As an aside to that, the trip to Target really showed me that stores like this are de facto card shops of a sort. No, there’s no trading or selling, obviously. And that Target worker named Steve with a red vest probably isn’t going to be able to give you a book value of a card you pull in the parking lot. But with brick and mortar shops not nearly as plentiful as they once were, other than buying cards online, heading to your local Target or Wal-Mart is as close as a legitimate card shop that some folks might have.
That, too, is kind of a shame. When I was a kid, going to card shops was how you met other collectors, caught up on what’s hot, sold some of your cards or made trades. It’s just a much more distant hobby these days for most people, with much of our business conducted online.
Last Year’s News is Old News
Another thought that came to me was that cards, even just a year old, seem to be basically treated like the plague. Much of that, I suppose, depends on the rookies that can be found. After all, barring some kind of an injury or dramatic sophomore slump, Zion rookies should continue to be hot next year. But the promise of most of those rookies evaporates quicker than you can say, well, Shohei Ohtani.
While the 2020 stuff was in short supply, loads of 2019 packs were there, accounted for, and just waiting to be opened. It’s amazing how short the shelf life is for this kind of stuff and flippers in this game to make a buck must have to unload this cards incredibly quickly before the next big thing comes out.
It goes without saying but vintage collectors simply don’t have that problem. Card values do go up and down based on demand but most pre-war baseball cards have been on a steady rise for decades now. That’s not to say it’s necessarily better or worse but you simply don’t experience the kind of swings you see with modern issues because player careers have long since been settled.
What I Found
So the most important question – what’d I get? Nothing of any great importance, I’m afraid.
The inserts I got were all pretty common and, scoring an average of more than one per pack, they just didn’t feel all that special. That’s not to say I didn’t enjoy the cards of Luke Skywalker in an X-Wing, Charlotte Flair, or Anakin Skywalker turning full heel into Darth Vader under Order 66. But did I like them enough that I would have purchased singles of them otherwise? Nah.
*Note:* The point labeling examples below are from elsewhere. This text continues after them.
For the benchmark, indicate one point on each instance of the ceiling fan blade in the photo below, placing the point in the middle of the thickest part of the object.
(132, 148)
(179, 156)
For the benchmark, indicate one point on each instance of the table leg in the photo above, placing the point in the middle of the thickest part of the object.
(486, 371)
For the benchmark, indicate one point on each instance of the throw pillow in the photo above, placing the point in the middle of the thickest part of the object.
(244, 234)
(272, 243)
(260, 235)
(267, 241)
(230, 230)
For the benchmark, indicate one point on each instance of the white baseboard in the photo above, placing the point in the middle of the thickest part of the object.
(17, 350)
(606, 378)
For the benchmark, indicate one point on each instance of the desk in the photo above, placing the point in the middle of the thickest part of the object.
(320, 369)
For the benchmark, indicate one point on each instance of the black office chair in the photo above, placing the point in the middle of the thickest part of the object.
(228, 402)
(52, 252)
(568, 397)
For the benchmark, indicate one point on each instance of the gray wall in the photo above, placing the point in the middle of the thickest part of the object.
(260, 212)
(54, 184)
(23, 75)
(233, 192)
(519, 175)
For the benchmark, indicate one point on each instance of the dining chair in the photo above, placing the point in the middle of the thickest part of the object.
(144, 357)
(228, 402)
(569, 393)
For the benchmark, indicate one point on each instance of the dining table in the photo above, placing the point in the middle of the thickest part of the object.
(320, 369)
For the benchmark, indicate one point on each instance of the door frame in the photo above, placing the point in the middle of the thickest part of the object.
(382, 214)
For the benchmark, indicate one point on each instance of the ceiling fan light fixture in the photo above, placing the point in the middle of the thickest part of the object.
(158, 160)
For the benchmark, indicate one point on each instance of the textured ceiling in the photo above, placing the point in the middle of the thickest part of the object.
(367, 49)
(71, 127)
The cards in those special packs? Well, I got a mat-used card for EC3, who is basically at jobber level in the WWE right now, and some kind of patch card for Princess Leia. A quick scan on eBay shows a combined value of somewhere in the neighborhood of $10. Maybe. Woof.
In the end, I spent $40 on cards, a little on gas, and wound up with not too much to show for my efforts. By contrast, I got this small lot of 1930s Goudey cards a few weeks ago for about the same price, including Hall of Famer Joe Cronin that should grade nicely.
The opening of the packs was fun but fleeting. Meanwhile, the low-grade Goudey cards will go towards filling holes in building some of the most iconic baseball card sets of the 1930s. I don’t think I need to tell you which I enjoy more.